According to phylogenetic analyses of aligned nucleotide sequences, hexamerins are classified into at least
three sub-groups: arylphorins, which are rich in aromatic amino acids at over 15 mol %, highly methioninerich
hexamerins with methionine at 5.8-12 mol % (H-MtH) and moderately methionine-rich hexamerins
with methionine at 3.4-5.4 mole % (M-MtH). These are evolutionally related to arthropod hemocyanin, HMtH
and M-MtH being judged to be derived from the same branch, which is diverged from the branch to
arylphorin in the phylogenetic tree. The other type of storage protein is biliverdin-binding protein (BP), a
dimer or tetramer of ca. 150 kDa subunits, with high density (1.26 g/ml); it belongs to the vitellogenin
family, but studies on this type have been limited to only a few species.
In most species, two or three different types of storage proteins are present, but the stages of their syntheses
differ by species. In general, storage proteins are most actively synthesized by the fat body during the
feeding period in the last larval instar, are soon after secreted in the hemolymph, and then, during larvalpupal
development, are partly or totally sequestered by the fat body, being stocked in the protein granules.
Some of the methionine-rich hexamerins (MtHs) are synthesized specifically in females, or more actively in
females than in males, and in these cases, fluctuating profiles of MtHs and/or tracer surveys support their
being utilized for ovarian development after being hydrolyzed to amino acids.

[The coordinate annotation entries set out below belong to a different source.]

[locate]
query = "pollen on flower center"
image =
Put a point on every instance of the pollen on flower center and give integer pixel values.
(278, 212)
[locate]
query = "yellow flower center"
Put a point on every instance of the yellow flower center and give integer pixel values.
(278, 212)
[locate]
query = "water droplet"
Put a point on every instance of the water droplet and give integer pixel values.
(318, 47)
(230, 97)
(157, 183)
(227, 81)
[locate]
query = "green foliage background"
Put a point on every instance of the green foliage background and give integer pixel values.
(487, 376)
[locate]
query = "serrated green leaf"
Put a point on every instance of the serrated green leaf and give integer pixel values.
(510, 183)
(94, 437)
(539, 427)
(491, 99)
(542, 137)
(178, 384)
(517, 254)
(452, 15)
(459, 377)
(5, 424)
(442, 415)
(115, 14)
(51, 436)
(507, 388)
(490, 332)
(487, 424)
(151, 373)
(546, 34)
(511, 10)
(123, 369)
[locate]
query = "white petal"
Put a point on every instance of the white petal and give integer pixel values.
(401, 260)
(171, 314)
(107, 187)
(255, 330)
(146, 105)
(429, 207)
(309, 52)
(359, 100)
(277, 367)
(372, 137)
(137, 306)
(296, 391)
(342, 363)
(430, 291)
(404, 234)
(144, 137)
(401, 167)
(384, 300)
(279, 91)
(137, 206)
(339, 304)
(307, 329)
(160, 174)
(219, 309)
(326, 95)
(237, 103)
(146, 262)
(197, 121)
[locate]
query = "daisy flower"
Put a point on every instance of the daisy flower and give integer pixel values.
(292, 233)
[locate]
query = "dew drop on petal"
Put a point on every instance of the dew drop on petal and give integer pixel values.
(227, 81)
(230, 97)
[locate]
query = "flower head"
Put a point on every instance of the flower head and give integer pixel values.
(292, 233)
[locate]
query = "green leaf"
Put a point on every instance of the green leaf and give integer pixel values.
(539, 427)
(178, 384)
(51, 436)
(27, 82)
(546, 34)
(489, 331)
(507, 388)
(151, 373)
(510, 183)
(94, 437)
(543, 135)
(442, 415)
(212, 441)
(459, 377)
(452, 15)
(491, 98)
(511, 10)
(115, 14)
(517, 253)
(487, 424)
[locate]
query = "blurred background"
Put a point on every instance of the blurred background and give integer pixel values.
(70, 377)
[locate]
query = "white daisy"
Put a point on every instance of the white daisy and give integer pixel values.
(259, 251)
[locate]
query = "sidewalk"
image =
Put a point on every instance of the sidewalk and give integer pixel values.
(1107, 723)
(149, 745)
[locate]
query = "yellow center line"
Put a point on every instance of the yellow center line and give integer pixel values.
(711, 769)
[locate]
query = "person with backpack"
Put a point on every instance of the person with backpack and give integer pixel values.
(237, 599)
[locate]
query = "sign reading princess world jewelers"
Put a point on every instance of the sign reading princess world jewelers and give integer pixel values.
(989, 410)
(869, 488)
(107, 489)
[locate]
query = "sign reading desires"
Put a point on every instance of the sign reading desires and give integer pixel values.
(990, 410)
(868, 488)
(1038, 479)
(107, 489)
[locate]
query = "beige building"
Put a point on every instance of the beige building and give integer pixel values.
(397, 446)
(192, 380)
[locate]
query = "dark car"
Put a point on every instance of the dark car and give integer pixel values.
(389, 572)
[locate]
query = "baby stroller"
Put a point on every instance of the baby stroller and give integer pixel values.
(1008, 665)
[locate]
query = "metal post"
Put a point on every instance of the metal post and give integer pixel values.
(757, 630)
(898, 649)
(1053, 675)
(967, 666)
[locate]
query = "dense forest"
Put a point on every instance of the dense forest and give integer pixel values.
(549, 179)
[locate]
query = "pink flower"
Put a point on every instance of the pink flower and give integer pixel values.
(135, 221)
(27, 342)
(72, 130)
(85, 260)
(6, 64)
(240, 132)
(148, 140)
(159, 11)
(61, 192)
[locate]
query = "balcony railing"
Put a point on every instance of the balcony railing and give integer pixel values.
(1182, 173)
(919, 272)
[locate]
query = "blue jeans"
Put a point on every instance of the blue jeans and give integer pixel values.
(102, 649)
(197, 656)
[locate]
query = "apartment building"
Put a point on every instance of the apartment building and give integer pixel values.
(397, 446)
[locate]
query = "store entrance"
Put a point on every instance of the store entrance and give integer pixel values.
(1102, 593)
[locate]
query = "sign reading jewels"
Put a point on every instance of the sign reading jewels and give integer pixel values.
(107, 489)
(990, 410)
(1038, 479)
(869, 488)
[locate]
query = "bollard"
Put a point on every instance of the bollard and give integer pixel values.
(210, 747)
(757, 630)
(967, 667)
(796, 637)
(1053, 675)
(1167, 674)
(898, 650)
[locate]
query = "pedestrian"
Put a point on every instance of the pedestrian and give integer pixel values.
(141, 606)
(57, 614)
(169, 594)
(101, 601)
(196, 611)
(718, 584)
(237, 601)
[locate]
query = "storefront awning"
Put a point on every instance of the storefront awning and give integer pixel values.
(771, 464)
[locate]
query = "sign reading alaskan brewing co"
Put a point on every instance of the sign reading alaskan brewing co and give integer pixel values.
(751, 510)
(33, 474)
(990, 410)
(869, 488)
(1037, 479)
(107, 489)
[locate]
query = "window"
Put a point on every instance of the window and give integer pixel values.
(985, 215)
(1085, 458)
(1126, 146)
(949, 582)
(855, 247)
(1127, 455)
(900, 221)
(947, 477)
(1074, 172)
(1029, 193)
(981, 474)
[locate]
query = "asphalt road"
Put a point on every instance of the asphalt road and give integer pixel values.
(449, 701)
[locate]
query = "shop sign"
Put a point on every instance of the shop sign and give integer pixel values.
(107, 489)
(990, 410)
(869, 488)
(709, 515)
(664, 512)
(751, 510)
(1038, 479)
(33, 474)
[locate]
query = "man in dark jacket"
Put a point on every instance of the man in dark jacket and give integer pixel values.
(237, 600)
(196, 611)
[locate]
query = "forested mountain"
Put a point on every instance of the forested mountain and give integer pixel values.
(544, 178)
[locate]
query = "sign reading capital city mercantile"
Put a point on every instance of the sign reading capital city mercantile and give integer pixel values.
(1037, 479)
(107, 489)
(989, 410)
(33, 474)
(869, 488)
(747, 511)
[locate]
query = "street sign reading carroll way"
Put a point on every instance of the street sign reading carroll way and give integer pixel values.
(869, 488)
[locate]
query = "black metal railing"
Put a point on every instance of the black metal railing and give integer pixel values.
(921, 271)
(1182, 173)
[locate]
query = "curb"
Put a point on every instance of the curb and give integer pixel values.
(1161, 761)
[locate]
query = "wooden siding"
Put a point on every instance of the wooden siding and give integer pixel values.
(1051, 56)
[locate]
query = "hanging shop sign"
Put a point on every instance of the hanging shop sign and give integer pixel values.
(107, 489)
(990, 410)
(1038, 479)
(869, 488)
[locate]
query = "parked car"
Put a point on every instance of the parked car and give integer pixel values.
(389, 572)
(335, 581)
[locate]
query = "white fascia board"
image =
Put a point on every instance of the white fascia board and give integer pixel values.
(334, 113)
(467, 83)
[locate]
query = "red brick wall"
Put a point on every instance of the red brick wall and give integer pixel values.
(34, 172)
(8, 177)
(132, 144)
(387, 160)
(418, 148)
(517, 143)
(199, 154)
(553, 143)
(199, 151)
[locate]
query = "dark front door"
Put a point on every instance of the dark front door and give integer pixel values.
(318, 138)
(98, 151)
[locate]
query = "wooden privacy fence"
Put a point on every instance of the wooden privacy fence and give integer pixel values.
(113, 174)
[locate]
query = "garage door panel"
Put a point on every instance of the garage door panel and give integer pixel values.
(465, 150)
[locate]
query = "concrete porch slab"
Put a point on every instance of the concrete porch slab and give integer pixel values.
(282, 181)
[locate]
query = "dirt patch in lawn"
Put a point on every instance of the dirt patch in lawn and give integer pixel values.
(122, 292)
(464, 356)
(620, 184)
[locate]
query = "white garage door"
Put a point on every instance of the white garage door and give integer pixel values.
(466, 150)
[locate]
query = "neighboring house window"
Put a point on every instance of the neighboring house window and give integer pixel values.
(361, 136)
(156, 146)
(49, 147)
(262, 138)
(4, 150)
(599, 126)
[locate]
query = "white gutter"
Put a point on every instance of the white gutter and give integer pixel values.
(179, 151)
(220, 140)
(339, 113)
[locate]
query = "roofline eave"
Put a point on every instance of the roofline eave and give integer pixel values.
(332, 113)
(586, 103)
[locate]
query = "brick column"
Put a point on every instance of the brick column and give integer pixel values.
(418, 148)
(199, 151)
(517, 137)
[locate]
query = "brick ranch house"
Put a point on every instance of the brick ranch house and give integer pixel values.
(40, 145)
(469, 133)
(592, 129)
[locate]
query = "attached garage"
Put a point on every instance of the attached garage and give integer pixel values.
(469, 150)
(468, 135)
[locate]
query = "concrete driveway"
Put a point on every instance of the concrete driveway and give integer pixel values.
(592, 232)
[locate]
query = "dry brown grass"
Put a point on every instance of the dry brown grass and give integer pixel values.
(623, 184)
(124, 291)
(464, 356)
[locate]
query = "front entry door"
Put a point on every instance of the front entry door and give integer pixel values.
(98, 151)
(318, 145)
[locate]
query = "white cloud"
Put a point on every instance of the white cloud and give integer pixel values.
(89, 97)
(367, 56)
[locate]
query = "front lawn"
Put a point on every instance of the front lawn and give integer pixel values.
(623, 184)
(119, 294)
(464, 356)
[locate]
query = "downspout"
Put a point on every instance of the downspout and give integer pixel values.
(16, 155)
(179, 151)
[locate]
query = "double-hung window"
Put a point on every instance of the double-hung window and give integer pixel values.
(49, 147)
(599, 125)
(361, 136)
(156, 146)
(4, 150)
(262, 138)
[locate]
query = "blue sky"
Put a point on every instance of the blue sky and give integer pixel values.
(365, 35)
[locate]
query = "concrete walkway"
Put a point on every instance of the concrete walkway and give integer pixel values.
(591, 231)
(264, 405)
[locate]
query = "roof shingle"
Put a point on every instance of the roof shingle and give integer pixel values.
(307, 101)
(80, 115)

New findings in the common cutworm, Spodoptera litura have been described, in which five storage
proteins, that is, three hexamerins and two BPs, are sequestered by the fat body during larval-pupal
development, but these proteins are immuno-histochemically detectable in other tissues like midgut,
Malpighian tube, integument, dorsal vessels and pericardial cells. Tissue distribution profiles of these
storage proteins greatly change during development in a manner specific to respective proteins; in the pupal
stage, all of them become distributed in the imaginal buds, which differentiate to adult tissues, and three
species of storage proteins are detectable in eggs. These results raise the possibility that some tissues other
than fat body are involved in the synthesis of these proteins, which should function as amino acid reserves in
a specific period of molting, metamorphosis or reproduction.
Keywords: Hexamerin, arylphorin, methionine-rich hexamerin, biliverdin-binding protein, vitellogenin, fat
body, hemolymph, midgut, ovarian development, tissue formation, immuno-histochemistry, phylogenetic tree.